[Foundation-l] An argument for strong copyleft

Pharos pharosofalexandria at gmail.com
Mon Apr 7 18:37:31 UTC 2008


On Mon, Apr 7, 2008 at 9:00 AM, Anthony <wikimail at inbox.org> wrote:
> On Mon, Apr 7, 2008 at 8:25 AM, Anthony <wikimail at inbox.org> wrote:
>  > On Sun, Apr 6, 2008 at 11:56 PM, Pharos <pharosofalexandria at gmail.com> wrote:
>  >  >  I don't want someone to modify it and put a non-free copyright on the
>  >  >  derivative of my photograph.
>  >  >
>  >  >  But I don't believe in purity tests either, that seek to dictate the
>  >  >  copyright status of work I had no hand in, and whose only connection
>  >  >  to my photograph is that they might appear on the same page.
>  >  >
>  >  Work that you had no hand in cannot be a derivative of your work, so
>  >  there's really no question about that.  However, if your photograph
>  >  appears in a newspaper article, then you *did* have a hand in that
>  >  newspaper article.
>  >
>  >  Maybe this is a matter of semantics, but if I look at a newspaper I'd
>  >  say it generally consists of articles which have pictures in them.  I
>  >  wouldn't say that it has articles and pictures which just happen to
>  > appear on the same page.
>  >
>  Let me expand on that.  Say Andrew creates an article, Bill creates a
>  photo, and Carrie puts the two together into a newspaper article.
>  Andrew sells the article to Carrie under a restrictive license.  Bill
>  releases his photo under a free, strong copyleft, license.
>
>  We have two independent works, an article and a photo, and we have a
>  newspaper article which is, at least in my opinion, a derivative of
>  both works.  Now I agree that it's unrealistic to expect Andrew to
>  give away his copyright.  He probably makes a living writing newspaper
>  articles.  On the other hand, most Bill's would find it unfair that
>  Carrie gets to profit of his work without giving anything in return.
>  This is the reason the Noncommercial-only license (which I dislike) is
>  so popular.

I like Carrie profiting.  Good for Carrie!  What I don't want is
Carrie not using my photo, because he is forced to put totally
unrealistic restrictions on Andrew.

>  But there's a simple solution.  Carrie can simply buy a license from
>  Bill to use the photo in her newspaper article.

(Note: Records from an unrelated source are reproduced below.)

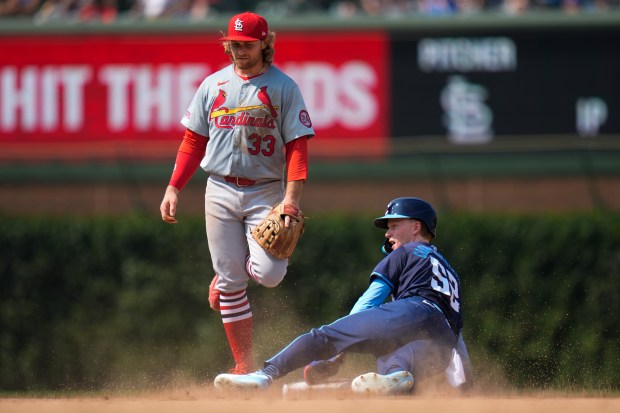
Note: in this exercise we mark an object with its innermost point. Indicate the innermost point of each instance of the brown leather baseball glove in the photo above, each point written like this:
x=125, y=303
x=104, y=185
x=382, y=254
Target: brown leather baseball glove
x=274, y=237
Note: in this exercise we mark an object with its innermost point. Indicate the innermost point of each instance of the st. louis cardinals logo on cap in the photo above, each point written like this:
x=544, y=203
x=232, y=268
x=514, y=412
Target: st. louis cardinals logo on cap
x=247, y=27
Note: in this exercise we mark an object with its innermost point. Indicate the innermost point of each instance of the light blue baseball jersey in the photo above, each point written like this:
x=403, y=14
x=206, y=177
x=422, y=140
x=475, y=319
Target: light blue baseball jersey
x=248, y=122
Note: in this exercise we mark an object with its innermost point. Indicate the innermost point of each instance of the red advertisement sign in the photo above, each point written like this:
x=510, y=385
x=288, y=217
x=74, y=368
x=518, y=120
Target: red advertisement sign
x=108, y=95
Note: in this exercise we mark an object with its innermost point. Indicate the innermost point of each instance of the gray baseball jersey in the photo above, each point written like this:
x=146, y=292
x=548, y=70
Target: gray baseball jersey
x=248, y=122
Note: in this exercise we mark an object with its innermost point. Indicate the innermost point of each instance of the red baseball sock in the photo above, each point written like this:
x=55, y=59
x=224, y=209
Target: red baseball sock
x=237, y=319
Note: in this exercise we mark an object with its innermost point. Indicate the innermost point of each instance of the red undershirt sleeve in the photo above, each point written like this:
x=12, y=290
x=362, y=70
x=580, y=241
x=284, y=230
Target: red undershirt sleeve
x=297, y=159
x=191, y=152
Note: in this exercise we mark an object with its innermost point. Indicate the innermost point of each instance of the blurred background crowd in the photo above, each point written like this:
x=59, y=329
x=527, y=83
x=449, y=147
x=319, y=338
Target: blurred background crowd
x=108, y=11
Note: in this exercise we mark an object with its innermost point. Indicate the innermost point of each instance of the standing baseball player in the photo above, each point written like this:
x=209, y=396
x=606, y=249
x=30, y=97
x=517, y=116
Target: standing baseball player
x=247, y=127
x=417, y=334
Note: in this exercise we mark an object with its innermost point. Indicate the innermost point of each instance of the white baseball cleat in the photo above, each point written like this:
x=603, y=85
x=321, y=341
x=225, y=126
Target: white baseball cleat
x=251, y=381
x=390, y=384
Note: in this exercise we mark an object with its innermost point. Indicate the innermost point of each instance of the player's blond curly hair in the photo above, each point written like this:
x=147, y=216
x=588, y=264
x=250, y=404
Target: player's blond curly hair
x=268, y=52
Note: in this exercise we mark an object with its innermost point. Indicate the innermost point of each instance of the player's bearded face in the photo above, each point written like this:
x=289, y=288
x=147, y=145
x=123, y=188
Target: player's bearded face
x=400, y=231
x=247, y=55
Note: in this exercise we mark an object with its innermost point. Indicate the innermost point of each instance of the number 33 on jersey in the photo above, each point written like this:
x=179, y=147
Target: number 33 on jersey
x=248, y=122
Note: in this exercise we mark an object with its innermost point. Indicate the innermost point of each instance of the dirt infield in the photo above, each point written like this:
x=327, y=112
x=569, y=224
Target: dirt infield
x=272, y=402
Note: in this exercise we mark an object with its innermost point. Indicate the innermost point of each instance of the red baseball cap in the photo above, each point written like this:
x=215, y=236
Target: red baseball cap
x=247, y=27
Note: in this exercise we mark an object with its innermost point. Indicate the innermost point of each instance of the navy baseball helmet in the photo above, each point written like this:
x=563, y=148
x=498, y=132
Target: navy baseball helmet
x=410, y=207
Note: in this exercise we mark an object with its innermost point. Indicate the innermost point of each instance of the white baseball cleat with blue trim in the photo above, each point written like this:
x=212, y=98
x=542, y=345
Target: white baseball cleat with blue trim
x=390, y=384
x=251, y=381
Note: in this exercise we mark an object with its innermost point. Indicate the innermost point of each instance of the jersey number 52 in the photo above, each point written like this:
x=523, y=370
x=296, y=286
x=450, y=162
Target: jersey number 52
x=444, y=282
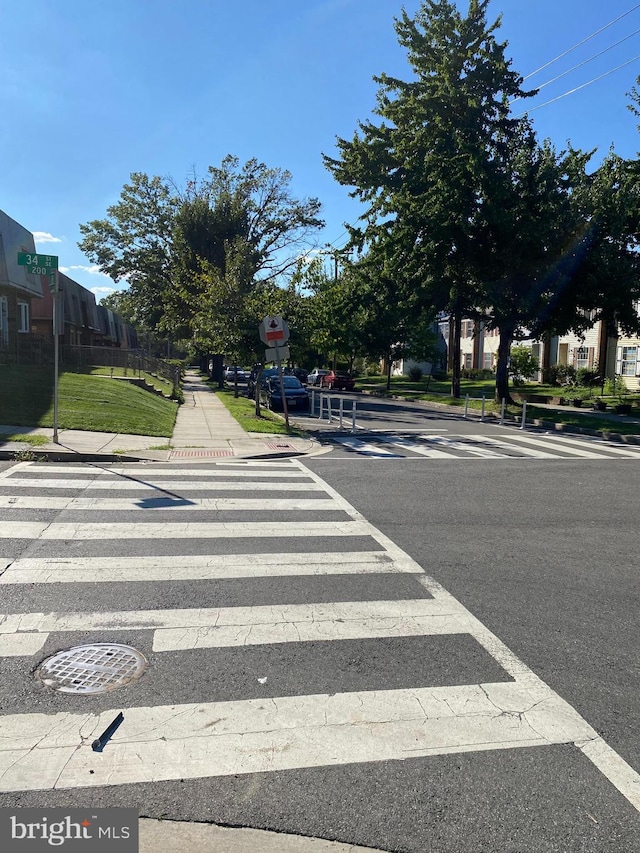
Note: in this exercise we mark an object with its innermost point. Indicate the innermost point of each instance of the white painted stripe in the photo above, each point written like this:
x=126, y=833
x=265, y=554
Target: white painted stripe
x=406, y=444
x=615, y=769
x=40, y=751
x=601, y=445
x=19, y=645
x=522, y=451
x=204, y=530
x=170, y=486
x=447, y=442
x=275, y=469
x=552, y=445
x=347, y=628
x=219, y=617
x=196, y=567
x=102, y=504
x=364, y=448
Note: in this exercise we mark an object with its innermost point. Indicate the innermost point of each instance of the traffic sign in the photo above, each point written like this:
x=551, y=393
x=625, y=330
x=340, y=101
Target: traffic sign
x=274, y=331
x=277, y=354
x=38, y=264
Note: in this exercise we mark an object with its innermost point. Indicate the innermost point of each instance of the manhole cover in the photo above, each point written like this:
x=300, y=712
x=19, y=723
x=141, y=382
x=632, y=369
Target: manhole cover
x=96, y=668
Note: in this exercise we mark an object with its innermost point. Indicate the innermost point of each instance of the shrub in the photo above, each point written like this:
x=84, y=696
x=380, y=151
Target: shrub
x=588, y=377
x=522, y=363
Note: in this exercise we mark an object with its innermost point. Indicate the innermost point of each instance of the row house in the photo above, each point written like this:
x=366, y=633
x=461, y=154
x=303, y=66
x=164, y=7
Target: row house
x=26, y=304
x=18, y=287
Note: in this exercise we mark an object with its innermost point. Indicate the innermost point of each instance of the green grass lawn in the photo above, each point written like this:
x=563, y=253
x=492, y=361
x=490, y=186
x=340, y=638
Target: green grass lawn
x=244, y=411
x=85, y=402
x=439, y=392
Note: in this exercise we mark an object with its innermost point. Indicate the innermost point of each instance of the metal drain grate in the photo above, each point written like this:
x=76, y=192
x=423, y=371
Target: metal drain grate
x=96, y=668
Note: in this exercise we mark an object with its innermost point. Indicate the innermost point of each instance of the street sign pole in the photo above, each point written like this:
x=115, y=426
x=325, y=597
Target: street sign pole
x=285, y=408
x=56, y=351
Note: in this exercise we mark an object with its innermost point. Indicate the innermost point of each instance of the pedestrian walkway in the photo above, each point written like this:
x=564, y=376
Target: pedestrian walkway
x=203, y=429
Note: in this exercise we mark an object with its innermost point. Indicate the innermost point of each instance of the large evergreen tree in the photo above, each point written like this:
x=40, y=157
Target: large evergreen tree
x=422, y=171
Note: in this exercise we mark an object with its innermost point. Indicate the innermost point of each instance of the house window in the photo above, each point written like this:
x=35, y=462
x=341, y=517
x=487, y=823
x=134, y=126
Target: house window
x=582, y=357
x=629, y=361
x=23, y=317
x=4, y=321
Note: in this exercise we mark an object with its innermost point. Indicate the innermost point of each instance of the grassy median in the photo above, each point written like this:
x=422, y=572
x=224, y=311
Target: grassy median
x=86, y=402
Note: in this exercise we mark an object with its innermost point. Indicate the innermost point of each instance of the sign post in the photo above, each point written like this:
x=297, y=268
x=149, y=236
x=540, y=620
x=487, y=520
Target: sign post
x=274, y=332
x=38, y=264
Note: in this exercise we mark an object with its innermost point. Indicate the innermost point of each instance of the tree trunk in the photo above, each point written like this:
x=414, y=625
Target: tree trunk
x=502, y=366
x=455, y=361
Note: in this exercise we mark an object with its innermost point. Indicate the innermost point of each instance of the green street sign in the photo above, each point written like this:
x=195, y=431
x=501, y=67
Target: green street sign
x=38, y=264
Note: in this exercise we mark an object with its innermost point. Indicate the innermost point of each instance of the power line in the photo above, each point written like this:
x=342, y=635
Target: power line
x=584, y=41
x=580, y=64
x=584, y=85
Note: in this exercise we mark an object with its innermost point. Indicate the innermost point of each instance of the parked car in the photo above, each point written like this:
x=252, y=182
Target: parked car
x=315, y=377
x=299, y=372
x=235, y=373
x=340, y=380
x=296, y=394
x=266, y=373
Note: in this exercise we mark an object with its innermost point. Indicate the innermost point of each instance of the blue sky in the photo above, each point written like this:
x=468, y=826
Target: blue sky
x=92, y=91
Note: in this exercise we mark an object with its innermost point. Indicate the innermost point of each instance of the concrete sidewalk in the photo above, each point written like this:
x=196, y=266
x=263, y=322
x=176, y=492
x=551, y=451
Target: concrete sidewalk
x=204, y=429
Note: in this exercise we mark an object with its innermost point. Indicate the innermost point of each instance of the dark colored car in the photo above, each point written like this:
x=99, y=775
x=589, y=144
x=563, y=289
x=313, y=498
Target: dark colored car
x=340, y=380
x=253, y=376
x=315, y=377
x=299, y=372
x=295, y=392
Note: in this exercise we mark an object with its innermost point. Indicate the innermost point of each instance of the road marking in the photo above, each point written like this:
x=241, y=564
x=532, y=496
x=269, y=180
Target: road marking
x=197, y=567
x=258, y=735
x=584, y=454
x=103, y=504
x=406, y=444
x=366, y=449
x=167, y=486
x=221, y=617
x=523, y=451
x=191, y=530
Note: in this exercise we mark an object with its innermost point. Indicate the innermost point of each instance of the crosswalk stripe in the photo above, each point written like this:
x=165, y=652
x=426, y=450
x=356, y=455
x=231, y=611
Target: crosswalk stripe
x=447, y=442
x=524, y=451
x=162, y=485
x=365, y=448
x=203, y=530
x=197, y=567
x=232, y=469
x=214, y=504
x=616, y=451
x=202, y=618
x=406, y=444
x=43, y=751
x=574, y=451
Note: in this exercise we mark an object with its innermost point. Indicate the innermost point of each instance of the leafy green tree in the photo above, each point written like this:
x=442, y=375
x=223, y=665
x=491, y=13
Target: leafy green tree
x=522, y=363
x=422, y=171
x=190, y=254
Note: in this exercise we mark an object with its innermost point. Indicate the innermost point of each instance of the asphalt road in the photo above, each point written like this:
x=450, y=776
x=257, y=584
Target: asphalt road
x=541, y=550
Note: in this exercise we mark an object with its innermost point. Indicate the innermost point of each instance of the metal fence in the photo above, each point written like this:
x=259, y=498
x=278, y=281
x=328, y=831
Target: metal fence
x=35, y=350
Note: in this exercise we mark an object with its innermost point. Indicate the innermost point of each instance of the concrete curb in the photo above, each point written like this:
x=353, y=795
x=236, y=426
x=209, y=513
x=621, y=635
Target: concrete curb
x=177, y=836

I'm not interested in selling my works.  I'm interested in giving them away!

I actually want to encourage re-use, and some publisher having to
track me down and make me a special deal is not something that I would
consider part of the free culture process.

>  For those Bill's who don't mind Carrie's using their work in this way,
>  there's always CC-BY or some other non-copylefted free license.

I want to protect the "freeness" of actual derivatives of my work,
which is why I dislike CC-BY.  What I don't want is a purity test for
something that I and most people would not consider a derivative work,
but merely using two works on the same page.